How to enable WinRM with domain controller Group Policy for WMI monitoring

How to enable WinRM with domain controller Group Policy for WMI monitoring

·

3 min read

Note: These instructions are written for Windows Server 2012 R2. If you’re using an older version of Windows Server, your steps and the labels you see may vary.

  1. First, we need to create a Group Policy object for your domain.
  2. From the start menu, open Control Panel.
  3. Select Administrative Tools.
  4. Select Group Policy Management.
  5. From the menu tree, click Domains > [your domain’s name].
  6. Right-click and select Create a GPO in this domain, and Link it here.
  7. Input Enable WinRM.
  8. Click OK.

Next, edit the new Group Policy object you just created. When you’re done, there will be three WinRM service settings enabled:

Next, edit the new Group Policy object you just created. When you’re done, there will be three WinRM service settings enabled:

  • Allow remote server management through WinRM
  • Right-click on the new Enable WinRM Group Policy Object and select Edit.
  • From the menu tree, click Computer Configuration > Policies > Administrative Templates: Policy definitions > Windows Components > Windows Remote Management (WinRM) > WinRM Service.
  • Right-click on Allow remote server management through WinRM and click Edit.
  • Select Enabled to allow remote server management through WinRM.
  • Enter an asterisk (*) into each field.
  • Click OK.

Now that Windows Remote Management has been enabled on the Group Policy, you need to enable the service that goes with it.

  1. From the Group Policy Management Editor window, click Preferences > Control Panel Settings > Services.
  2. Right-click on Services and select New > Service.
  3. Select Automatic as the startup.
  4. Enter WinRM as the service name.
  5. Select Start service as the service action.
  6. All remaining details can stay on the defaults. Click OK.
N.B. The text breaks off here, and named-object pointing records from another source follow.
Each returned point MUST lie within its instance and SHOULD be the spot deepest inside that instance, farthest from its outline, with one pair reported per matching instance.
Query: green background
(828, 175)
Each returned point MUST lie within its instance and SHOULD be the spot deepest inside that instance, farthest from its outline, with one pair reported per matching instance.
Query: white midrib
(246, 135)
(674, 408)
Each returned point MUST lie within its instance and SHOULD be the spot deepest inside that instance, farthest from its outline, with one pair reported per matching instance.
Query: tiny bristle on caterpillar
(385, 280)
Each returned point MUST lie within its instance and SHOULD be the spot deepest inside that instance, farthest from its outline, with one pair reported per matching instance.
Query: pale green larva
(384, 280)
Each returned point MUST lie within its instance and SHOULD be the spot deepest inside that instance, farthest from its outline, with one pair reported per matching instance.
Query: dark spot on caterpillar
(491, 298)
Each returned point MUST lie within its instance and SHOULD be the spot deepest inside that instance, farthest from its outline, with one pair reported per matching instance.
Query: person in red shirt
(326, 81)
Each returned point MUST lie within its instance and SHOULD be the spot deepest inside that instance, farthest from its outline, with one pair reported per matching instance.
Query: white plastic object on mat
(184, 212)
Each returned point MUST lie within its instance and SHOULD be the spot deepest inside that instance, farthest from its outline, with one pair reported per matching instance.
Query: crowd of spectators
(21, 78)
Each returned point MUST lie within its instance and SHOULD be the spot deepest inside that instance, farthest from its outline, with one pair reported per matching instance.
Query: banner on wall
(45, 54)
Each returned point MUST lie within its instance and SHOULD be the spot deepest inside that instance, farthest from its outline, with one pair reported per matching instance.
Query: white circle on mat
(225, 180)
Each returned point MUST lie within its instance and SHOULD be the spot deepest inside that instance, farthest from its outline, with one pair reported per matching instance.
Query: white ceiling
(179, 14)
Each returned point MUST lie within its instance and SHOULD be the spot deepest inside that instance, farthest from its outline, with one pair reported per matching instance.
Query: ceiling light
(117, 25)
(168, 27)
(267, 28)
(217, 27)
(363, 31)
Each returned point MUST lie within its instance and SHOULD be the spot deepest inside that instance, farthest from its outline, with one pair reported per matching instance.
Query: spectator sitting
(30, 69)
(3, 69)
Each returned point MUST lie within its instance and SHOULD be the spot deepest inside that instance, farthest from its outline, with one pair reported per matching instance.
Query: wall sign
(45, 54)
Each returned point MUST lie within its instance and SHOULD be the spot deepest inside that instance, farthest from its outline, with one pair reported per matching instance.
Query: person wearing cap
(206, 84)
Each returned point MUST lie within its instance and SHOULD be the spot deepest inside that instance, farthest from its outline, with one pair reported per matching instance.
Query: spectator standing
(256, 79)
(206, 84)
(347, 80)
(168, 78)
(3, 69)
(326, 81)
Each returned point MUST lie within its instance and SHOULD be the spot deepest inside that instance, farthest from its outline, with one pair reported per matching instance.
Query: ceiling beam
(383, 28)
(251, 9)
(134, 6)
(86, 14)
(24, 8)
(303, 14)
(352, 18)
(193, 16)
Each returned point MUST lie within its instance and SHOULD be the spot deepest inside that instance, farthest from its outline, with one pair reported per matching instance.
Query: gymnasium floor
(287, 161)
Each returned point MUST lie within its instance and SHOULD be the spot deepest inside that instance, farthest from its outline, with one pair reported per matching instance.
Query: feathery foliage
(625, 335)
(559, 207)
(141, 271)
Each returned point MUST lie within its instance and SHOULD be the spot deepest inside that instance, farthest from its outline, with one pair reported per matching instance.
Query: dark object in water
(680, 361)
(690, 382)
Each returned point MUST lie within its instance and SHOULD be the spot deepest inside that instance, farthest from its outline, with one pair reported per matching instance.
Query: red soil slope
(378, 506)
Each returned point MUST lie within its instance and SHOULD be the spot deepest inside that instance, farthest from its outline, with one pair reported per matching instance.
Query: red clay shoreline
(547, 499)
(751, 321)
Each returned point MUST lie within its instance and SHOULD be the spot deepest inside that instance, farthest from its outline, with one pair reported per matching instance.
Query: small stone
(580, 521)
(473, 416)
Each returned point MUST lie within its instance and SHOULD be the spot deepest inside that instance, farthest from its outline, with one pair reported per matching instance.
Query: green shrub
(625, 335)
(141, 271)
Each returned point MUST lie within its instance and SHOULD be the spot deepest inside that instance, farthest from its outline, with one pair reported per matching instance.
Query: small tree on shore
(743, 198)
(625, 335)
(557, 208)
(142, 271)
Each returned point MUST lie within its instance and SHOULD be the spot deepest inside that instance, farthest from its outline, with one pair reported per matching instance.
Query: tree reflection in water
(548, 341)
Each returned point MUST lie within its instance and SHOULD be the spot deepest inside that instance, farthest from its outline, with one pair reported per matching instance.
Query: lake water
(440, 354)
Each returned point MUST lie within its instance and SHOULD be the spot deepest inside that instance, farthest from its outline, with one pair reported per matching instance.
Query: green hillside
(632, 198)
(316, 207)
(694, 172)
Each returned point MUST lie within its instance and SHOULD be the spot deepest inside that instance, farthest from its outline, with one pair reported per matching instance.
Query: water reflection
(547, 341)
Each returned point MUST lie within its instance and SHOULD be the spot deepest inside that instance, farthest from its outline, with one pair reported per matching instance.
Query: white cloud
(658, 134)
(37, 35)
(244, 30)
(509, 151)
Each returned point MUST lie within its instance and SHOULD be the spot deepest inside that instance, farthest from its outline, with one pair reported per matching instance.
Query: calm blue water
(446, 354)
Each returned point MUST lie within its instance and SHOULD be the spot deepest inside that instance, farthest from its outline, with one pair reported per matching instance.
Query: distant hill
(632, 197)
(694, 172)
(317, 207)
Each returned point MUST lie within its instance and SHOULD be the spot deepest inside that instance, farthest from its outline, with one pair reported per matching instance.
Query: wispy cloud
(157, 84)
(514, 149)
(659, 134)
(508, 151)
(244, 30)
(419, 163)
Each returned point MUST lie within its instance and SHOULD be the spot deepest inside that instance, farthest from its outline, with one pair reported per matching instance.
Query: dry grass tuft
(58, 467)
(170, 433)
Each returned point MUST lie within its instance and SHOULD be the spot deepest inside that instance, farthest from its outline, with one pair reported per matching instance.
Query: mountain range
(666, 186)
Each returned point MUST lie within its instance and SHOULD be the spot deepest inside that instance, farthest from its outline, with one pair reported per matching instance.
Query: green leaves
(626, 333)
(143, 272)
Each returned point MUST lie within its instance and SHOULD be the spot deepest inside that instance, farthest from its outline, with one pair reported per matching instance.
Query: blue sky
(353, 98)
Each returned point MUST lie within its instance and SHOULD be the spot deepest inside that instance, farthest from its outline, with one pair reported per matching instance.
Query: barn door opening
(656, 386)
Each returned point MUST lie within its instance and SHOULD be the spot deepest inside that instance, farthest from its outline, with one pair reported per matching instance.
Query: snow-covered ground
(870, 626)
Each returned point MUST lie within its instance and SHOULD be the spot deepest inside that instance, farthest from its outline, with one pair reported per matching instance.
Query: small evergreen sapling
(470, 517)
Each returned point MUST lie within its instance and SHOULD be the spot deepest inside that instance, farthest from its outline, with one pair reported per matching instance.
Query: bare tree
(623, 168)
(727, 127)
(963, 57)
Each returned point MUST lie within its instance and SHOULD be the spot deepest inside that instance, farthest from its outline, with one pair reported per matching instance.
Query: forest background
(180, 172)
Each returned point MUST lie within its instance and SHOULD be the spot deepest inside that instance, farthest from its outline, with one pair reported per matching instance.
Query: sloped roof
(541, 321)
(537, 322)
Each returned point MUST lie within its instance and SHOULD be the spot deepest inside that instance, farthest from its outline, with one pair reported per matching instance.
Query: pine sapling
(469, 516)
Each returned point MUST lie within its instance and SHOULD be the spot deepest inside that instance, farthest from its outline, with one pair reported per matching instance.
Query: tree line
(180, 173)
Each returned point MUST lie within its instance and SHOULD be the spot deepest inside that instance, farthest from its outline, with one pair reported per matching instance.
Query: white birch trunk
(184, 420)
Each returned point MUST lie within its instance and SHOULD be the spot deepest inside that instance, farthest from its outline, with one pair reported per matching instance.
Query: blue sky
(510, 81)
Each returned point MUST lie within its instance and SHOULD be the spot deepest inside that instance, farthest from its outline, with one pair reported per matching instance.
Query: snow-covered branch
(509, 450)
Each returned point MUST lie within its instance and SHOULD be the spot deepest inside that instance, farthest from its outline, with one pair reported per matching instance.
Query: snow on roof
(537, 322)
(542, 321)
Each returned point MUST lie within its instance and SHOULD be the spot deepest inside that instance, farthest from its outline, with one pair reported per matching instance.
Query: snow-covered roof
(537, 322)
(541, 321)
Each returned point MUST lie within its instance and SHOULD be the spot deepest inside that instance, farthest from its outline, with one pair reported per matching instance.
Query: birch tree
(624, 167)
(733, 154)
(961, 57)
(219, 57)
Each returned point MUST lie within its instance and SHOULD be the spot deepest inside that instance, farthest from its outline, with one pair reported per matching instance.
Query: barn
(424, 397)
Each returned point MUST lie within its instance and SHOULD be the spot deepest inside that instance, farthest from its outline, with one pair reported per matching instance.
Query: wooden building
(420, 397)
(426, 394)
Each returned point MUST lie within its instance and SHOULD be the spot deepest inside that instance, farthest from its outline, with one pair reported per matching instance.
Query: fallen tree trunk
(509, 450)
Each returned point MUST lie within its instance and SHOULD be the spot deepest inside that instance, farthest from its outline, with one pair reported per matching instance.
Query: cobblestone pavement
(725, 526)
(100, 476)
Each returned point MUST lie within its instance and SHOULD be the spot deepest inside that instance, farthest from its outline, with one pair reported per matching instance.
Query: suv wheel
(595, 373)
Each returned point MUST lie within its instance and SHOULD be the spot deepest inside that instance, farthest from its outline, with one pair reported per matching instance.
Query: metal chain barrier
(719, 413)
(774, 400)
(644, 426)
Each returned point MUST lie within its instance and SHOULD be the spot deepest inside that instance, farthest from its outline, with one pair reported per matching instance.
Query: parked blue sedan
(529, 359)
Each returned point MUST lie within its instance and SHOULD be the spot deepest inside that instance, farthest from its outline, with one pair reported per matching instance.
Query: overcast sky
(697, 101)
Now you must allow for inbound remote administration by updating the firewall rules. When you’re done, there will be two rules enabled:

  • Windows Firewall: Allow inbound remote administration exception
  • Windows Firewall: Allow ICMP exception
  • Using the Group Policy Management Editor, from the menu tree, click Computer Configuration > Policies > Administrative Templates: Policy definitions > Network > Network Connections > Windows Firewall > Domain Profile.
  • Right-click on Windows Firewall: Allow inbound remote administration exception and click Edit.
  • Select Enabled.
  • Enter the IP address into the field called Allow unsolicited incoming messages from these IP addresses. To allow messages from any IP address, enter an asterisk (*) into each field. You can also restrict unsolicited incoming messages from the Auvik virtual appliance only, by entering the appliances IP address. Otherwise enter a comma-separated list that contains a combination of IP addresses (10.1.100.0), subnet descriptions (10.2.3.0/24), or strings (localsubnet) for the set of devices that will have access for remote administration.
  • Click OK.
  • Right-click on Windows Firewall: Allow ICMP exception and click Edit.
  • Select Enabled.
  • Check Allow inbound echo request.
  • Click OK.

Almost done! The final steps is to create a new inbound firewall rule and update the network list manager for unidentified networks.

  1. From the menu tree, click Computer Configuration > Policies > Windows Settings > Security Settings > Windows Firewall with Advanced Security > Windows Firewall with Advanced Security > Inbound Rules.
  2. Right-click on Inbound Rules and click New Rule.
  3. Select Predefined.
  4. Select Windows Remote Management from the list of services.
  5. Click Next.
  6. Uncheck the Public rule. Leave the Domain, Private rule checked.
  7. Click Next.
  8. Leaving the defaults, click Finish.
  9. Right-click on the new rule and click Properties.
  10. Click the Advanced tab.
  11. Uncheck Private.
  12. Click OK.
  13. From the menu tree, click Computer Configuration > Policies > Windows Settings > Security Settings > Network List Manager Policies.
  14. Right-click Unidentified Networks and click Properties.
  15. Change the location type from Not configured to Private.
  16. Click OK.
  17. Close the Local Group Policy Editor window.